Tantangan Regulasi
Meski pertumbuhan pasar sangat positif, tantangan masih ada. Pajak karbon belum sepenuhnya diberlakukan, sementara roadmap perdagangan emisi di sektor non-listrik masih dalam penyusunan. Di sisi global, Indonesia baru meneken kerja sama pengakuan kredit karbon (MRA) dengan Gold Standard Registry, dan masih berproses dengan VERRA Registry. Langkah ini penting agar kredit karbon Indonesia diakui dalam mekanisme Article 6 Paris Agreement, CORSIA, dan pasar sukarela internasional.

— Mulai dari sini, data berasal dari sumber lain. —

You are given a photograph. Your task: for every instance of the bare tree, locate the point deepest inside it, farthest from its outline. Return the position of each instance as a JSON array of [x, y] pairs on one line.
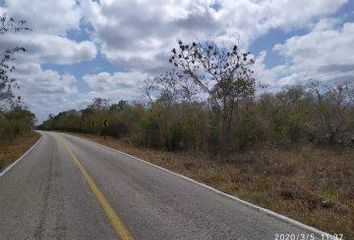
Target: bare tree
[[223, 74], [333, 104], [7, 83]]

Dukungan BEI: CarbonACT Indonesia
BEI juga meluncurkan program CarbonACT Indonesia untuk memperkuat ekosistem hijau. Program ini meliputi edukasi publik, penyediaan carbon calculator, inkubator Net Zero untuk perusahaan tercatat, serta penerbitan instrumen investasi berkelanjutan seperti green bond, reksadana ESG, hingga indeks saham berbasis ESG.

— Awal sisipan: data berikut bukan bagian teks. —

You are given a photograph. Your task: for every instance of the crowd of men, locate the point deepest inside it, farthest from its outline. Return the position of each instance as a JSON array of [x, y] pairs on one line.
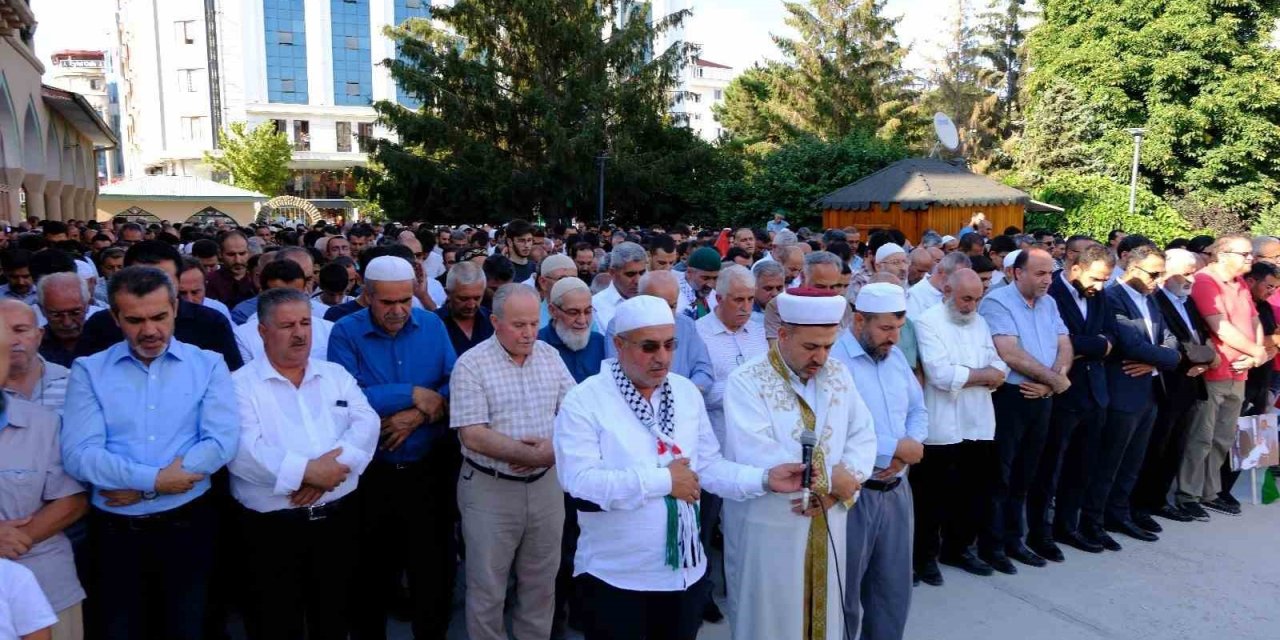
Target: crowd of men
[[314, 428]]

Selain itu, BEI mengeluarkan panduan ESG Metrics Reporting Guidelines yang mencakup 28 metrik utama. Panduan ini membantu emiten menyusun laporan keberlanjutan sekaligus memudahkan investor menilai risiko dan peluang investasi hijau.
BACA JUGA: IHSG Diproyeksikan Bergerak Sideways, Sektor Energi dan Barang Baku Jadi Sorotan
Menuju Carbon Hub Asia
Dengan capaian ini, Indonesia berpotensi menjelma sebagai carbon hub Asia. Pertumbuhan transaksi masif, meningkatnya kesadaran publik, hingga pengakuan internasional menjadi fondasi kuat. Meski regulasi masih perlu diperkuat, peluang Indonesia untuk menjadi salah satu pusat perdagangan karbon terbesar dunia semakin nyata.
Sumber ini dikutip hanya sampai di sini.